I have to admit, sometimes I fall out of love with my writing. Maybe I’ve been hard at it for a few weeks and I’ve just run out of steam, or perhaps I’ve sat down one day and just felt stuck. I used to find myself losing my passion one day, and then avoiding my WIP for days, sometimes weeks, because I just wasn’t ‘feeling it’. What I’ve discovered, though, is that the reason I procrastinate and delay is because I’ve forgotten why I’m writing. I have become so focused on the characters, or story line, in my WIP that I’ve neglected my own purpose; my writing purpose.
Why do I write?
I could argue, quite successfully, that I write because I want to tell a story. But that’s not my only motivation. I write because I have something to share with the world. I’ve acknowledged before that the relationship between a writer and a reader is important, and how by tapping into my desire to understand what I want my reader to feel, I become more aware of the key themes within my stories. When I write, I need to know what it is I’m trying to achieve. What is this story really about? Who am I writing it for? What do I hope it will achieve?
Knowing what drives me as a writer means that whenever I do start flagging with my writing goals, I know to go back to basics and remind myself why I’m doing it.
What do I want to achieve by writing?
I write because I want to understand the world, and seek to explore it through multiple sets of eyes (let’s face it, that’s why I’m also such a voracious reader). My stories typically tend to have people discovering things about themselves they didn’t know to begin with – whether that is a new sense of resilience; a secret that is revealed; or a surprising emotion. Not surprisingly one of my core values happens to be personal growth. This is what I am doing when I write: I am teaching my characters how to grow, and hopefully, by extension demonstrating to readers that they have these capabilities too. I write to inspire; to help people see that change is possible and how positive it can be.
How do I know if I’ve been successful?
So, when I look back over a piece of writing – perhaps one that I am ambivalent about – this is what I look for; does it deal with change? Will it help people who are afraid of change see that it can be a good thing? In the end, will it leave a reader reflecting on my character’s development and compare it to their own?
Usually, if I’m missing these elements, that why I don’t feel the writing. It doesn’t fit with my writing purpose. It doesn’t mean it’s a bad piece of writing, but rather than it’s not a piece that I am in love with, not one that I could spend time developing and still enjoy the process despite the many hours I spend in it.
With a better comprehension of why I write, I’m more capable of determining what drives me to write. Without this acknowledgement of my writing purpose, I used to try and write anything and everything that I thought of; I’d spend hours on a short story that wasn’t true to what I believed; I’d write whole novels and then feel bad for stuffing them into a drawer without realising that the reason I wasn’t passionate about them was because they weren’t the type of novels I wanted to write.
Reinvigorate your writing!
I’ve never been more in love with my writing than I am now. And that’s because I am working on things that fulfil me as a writer – that speak about the stories I want to tell, that share with a reader a message I want them to understand. But be aware, that it takes time to find your purpose. So, if you’re not sure you’ve found it, experiment, observe, be mindful of your response to your writing, and it will slowly emerge and become clearer.

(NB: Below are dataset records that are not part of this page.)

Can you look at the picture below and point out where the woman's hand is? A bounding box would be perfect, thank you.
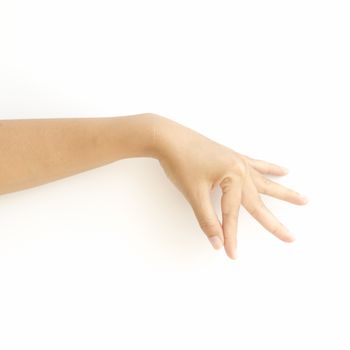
[154,116,307,259]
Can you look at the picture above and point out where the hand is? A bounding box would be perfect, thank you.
[154,116,307,259]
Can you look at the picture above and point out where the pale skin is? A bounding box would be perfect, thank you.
[0,113,307,259]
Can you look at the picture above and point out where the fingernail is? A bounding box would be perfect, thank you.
[300,195,309,204]
[209,236,222,249]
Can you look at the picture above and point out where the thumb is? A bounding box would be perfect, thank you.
[190,186,224,249]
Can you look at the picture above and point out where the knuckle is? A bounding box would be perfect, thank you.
[199,219,217,233]
[220,176,233,193]
[230,158,247,178]
[248,200,265,216]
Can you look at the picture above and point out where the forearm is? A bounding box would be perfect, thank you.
[0,113,156,194]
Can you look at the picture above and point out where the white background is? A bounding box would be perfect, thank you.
[0,0,350,350]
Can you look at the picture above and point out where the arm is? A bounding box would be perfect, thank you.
[0,114,155,194]
[0,113,307,259]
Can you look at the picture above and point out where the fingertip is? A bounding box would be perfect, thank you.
[280,167,289,175]
[208,236,223,250]
[299,195,310,205]
[225,247,237,260]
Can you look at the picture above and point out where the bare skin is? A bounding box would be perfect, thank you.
[0,113,307,259]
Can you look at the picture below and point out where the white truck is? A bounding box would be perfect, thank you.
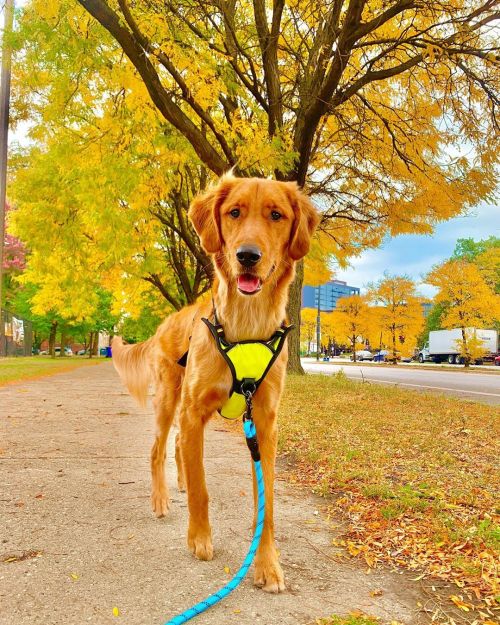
[418,328,498,365]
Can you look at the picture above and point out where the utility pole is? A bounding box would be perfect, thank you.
[0,0,14,356]
[316,284,321,361]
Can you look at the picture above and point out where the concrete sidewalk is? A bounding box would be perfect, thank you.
[0,362,424,625]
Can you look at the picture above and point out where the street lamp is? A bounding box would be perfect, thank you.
[0,0,14,356]
[316,284,321,361]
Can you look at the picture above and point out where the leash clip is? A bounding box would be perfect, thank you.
[241,378,260,462]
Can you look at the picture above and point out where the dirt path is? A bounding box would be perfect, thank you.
[0,363,421,625]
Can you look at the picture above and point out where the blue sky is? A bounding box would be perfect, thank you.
[334,204,500,297]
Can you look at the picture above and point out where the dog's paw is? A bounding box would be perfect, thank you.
[151,491,170,519]
[188,532,214,560]
[253,556,285,593]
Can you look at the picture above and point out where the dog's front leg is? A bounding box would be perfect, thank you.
[180,403,213,560]
[253,409,285,593]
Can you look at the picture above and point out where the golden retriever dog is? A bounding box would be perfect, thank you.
[113,175,319,593]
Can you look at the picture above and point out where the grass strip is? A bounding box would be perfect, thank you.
[0,356,103,386]
[279,372,500,622]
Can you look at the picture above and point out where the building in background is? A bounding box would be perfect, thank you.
[302,280,360,312]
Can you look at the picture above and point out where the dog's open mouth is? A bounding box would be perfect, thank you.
[237,273,262,295]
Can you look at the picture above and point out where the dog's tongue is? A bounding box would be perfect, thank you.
[238,273,260,293]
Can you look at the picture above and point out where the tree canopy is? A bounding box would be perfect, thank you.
[7,0,499,370]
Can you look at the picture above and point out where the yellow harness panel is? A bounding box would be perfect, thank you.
[202,319,293,419]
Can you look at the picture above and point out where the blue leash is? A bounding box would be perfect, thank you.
[165,392,265,625]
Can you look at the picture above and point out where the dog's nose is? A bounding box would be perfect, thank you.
[236,245,262,267]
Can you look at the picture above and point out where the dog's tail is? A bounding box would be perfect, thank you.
[111,336,153,407]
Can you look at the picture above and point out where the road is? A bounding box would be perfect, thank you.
[303,358,500,405]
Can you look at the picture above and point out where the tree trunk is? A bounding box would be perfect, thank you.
[286,260,305,375]
[49,321,57,358]
[59,330,66,358]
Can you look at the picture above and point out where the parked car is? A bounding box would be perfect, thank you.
[373,349,389,362]
[373,349,402,362]
[351,349,373,362]
[40,347,73,356]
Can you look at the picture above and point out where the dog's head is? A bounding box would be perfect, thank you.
[189,175,319,295]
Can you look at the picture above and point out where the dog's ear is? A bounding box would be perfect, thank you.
[188,175,237,254]
[285,182,320,260]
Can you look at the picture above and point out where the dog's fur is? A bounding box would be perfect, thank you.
[113,175,319,592]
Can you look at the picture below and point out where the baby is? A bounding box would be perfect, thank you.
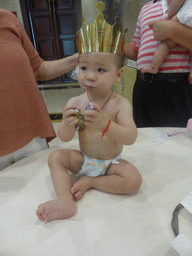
[141,0,192,84]
[37,52,142,221]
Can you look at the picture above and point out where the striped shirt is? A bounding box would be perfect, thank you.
[131,0,191,73]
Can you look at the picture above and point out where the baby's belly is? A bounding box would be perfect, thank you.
[79,132,123,160]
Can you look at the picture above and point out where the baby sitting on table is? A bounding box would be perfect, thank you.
[37,53,141,221]
[36,2,142,221]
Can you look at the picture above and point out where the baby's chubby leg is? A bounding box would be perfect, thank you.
[71,160,142,200]
[36,149,84,221]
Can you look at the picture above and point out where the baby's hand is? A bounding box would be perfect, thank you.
[63,105,80,127]
[85,102,109,132]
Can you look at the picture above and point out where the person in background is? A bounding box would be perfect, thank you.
[124,0,192,127]
[36,52,142,221]
[0,9,78,170]
[141,0,192,84]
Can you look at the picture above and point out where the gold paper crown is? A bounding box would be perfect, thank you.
[76,2,125,55]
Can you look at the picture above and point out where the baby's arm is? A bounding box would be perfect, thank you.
[167,0,185,20]
[57,98,79,142]
[107,97,137,145]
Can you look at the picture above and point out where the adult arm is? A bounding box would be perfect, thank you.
[35,53,79,81]
[150,20,192,51]
[124,43,138,60]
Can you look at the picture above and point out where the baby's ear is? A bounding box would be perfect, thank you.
[115,67,123,83]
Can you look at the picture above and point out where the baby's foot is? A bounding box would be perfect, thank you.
[36,198,77,222]
[141,64,158,74]
[71,177,92,200]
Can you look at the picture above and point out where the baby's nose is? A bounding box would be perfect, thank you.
[87,72,96,81]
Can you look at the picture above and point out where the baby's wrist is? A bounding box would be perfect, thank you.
[101,119,111,139]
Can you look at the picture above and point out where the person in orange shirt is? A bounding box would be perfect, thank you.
[0,9,78,170]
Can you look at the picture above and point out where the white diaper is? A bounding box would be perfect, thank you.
[177,0,192,28]
[77,154,122,177]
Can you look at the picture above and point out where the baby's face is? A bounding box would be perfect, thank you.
[78,53,119,92]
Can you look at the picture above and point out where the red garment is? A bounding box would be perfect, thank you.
[0,9,56,156]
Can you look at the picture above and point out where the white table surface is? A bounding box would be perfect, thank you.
[0,128,192,256]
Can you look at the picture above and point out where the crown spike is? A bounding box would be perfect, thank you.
[76,1,125,55]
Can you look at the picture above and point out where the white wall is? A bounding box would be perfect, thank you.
[0,0,23,23]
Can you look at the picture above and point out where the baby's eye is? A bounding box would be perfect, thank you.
[98,68,105,73]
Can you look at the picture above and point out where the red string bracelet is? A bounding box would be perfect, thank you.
[101,119,111,139]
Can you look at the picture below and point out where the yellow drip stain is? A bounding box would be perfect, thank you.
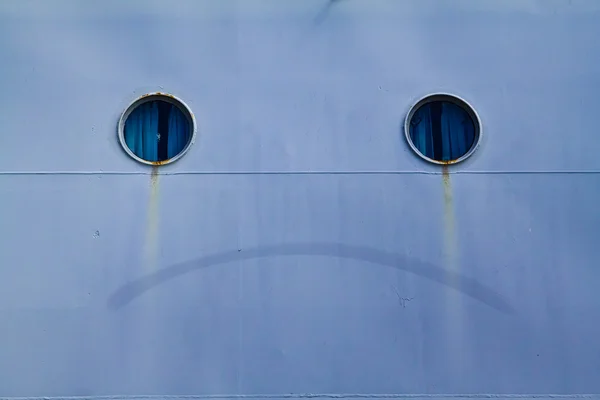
[442,165,458,271]
[442,165,465,373]
[132,166,160,373]
[144,166,160,272]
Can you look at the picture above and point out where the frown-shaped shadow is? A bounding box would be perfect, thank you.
[107,243,514,314]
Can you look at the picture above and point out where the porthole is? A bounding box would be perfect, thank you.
[118,93,196,165]
[404,94,481,164]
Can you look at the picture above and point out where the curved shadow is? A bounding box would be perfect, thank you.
[107,243,515,314]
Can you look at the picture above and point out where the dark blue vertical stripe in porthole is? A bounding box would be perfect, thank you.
[124,100,190,161]
[409,101,476,161]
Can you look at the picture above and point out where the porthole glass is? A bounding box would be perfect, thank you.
[405,94,481,164]
[119,93,196,165]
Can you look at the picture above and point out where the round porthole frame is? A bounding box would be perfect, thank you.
[117,92,198,166]
[404,93,483,165]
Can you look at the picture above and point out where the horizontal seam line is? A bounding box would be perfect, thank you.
[0,170,600,176]
[0,393,600,400]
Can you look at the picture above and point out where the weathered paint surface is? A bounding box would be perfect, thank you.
[0,0,600,398]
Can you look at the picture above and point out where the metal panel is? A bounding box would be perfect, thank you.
[0,0,600,399]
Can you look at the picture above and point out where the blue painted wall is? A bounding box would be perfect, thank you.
[0,0,600,396]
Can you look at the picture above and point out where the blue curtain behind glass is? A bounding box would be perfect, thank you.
[167,105,189,158]
[125,102,159,161]
[410,101,475,161]
[124,101,189,161]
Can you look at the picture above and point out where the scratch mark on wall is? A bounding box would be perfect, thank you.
[107,242,515,314]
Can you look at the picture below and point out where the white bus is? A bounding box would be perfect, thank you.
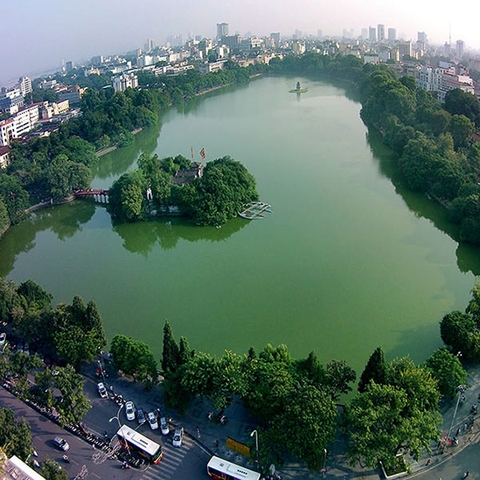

The great thing about understanding all of this is that when you do find yourself lagging, you can tap back into this writing purpose and feel reinvigorated. You’re reminded that your writing has a purpose, a greater one than just telling a story. You can feel when it’s happening and know that’s why the words are flowing. It is your raison d’etre, and knowing it can drive you forward and fuel your writing passion.
Now try this!
To help identify your writing purpose try these tips:
What do you most love reading?
Generally, this can give you a nod in the right direction as to what it is you want a reader to experience – because you want to experience it too. Look for common themes, the satisfaction you get at the end of the story – what has it been about for you? What will you take away?
What do you most love writing?
Identify a piece of writing that you loved working on – that perhaps you still love working on. What is it about the piece that speaks to you? What is it really about? Why does it excite you as a reader?
Now, examine a piece of writing you’ve perhaps fallen out of love with; does it achieve what you want? What’s missing? How could you add a little bit of what you’ve found in the two exercises above to this story? Does this encourage you to keep working on it?